Personally, I believe that the customers’ complaints are genuine. But the fact is that poor customer service is not just a characteristic of the public service, it is also inherent in the private sector.
I believe performance is influenced by many factors, chief among them the company‘s policies to motivate and empower employees.
Most people just barely make it through their day to day work, and they really do not enjoy their employment. Most employees are not motivated, and their hopes and aspirations have been crushed by over bearing bosses and a failing system that mistreat workers. How then do we expect demotivated and unhappy employees to service us with a smile?
These are the very same people who were eager to prove themselves when they started work. They were eager to make a difference and impress their bosses, but they were in for a disappointment.
To their disappointment, they found that their uninspired bosses were a stumbling block to their efficiency and their initiative. It was only after being stuck in the low paying and uninspiring job, with no prospects for promotion that they realised that no one actually gave a damn about the late nights that they put in.
Their initiative went unnoticed, and their brilliant ideas were almost always suppressed and ignored by unimaginative bosses who are obsessed with doing things the old school way. They never got compliments for a job well done, and their bosses always basked in the glory and took all the credit for the junior employees’ brilliant ideas and initiative.
After years of working hard, they finally realised that they are actually insignificant. They might as well be office furniture.
It suddenly became very clear that promotions were not awarded on merit. Syncopaths progressed, while those who showed independence of thought were sidelined and classified as radical.
And then it hits them that their skills are going to waste, and they will almost always be stuck in the thankless, low paying jobs. Staff morale suddenly plummets, and redundancy becomes the order of the day. Then they become like the rest of them. “After all, why care?” they reason.

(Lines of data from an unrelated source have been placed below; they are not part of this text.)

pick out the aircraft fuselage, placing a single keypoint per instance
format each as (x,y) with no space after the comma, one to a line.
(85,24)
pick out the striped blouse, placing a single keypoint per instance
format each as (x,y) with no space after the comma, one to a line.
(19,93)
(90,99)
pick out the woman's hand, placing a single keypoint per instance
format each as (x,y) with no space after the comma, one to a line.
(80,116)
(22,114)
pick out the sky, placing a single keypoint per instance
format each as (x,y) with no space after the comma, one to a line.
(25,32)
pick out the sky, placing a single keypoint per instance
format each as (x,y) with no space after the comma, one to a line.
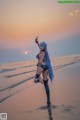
(22,20)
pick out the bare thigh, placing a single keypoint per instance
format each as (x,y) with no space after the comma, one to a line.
(45,74)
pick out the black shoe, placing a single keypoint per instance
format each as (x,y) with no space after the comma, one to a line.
(36,80)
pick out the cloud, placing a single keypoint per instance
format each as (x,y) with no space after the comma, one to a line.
(75,13)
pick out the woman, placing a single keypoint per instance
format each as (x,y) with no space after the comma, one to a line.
(44,67)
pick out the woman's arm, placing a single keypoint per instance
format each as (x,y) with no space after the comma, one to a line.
(42,55)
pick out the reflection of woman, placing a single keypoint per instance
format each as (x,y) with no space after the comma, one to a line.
(44,67)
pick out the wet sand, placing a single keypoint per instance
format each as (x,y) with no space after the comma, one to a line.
(22,99)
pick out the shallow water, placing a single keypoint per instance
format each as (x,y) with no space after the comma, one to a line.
(22,99)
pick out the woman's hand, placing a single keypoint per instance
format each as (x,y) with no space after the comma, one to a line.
(36,40)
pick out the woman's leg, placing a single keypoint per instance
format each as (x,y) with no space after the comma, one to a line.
(38,73)
(45,80)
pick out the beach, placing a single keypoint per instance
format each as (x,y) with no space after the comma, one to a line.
(22,99)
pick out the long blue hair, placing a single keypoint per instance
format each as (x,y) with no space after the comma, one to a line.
(47,61)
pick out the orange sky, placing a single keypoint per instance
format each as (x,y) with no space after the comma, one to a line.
(21,21)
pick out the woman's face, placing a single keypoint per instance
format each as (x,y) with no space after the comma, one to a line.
(41,48)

And then the complaints start flooding in. But they are not about any specific employee, just about the whole department. As much as nobody noticed when they worked hard, nobody addresses them specifically when they drag their feet.
Only a few companies promote healthy competition amongst employees through the simple use of incentives. Those that work hard know that they will be amply rewarded.
But it is not always about money. Employees have to feel appreciated. They must fell like they are making a positive contribution to the company. Companies that inspire employees are able to retain hard working and enthusiastic employees. Employees must feel valuable and appreciated. Departmental awards, giving priority to in house employees during promotions and recruitment, as well as giving compliments for a job well done, will go a long way to inspire staff and increase morale.
The fact is, employees work harder when they feel appreciated.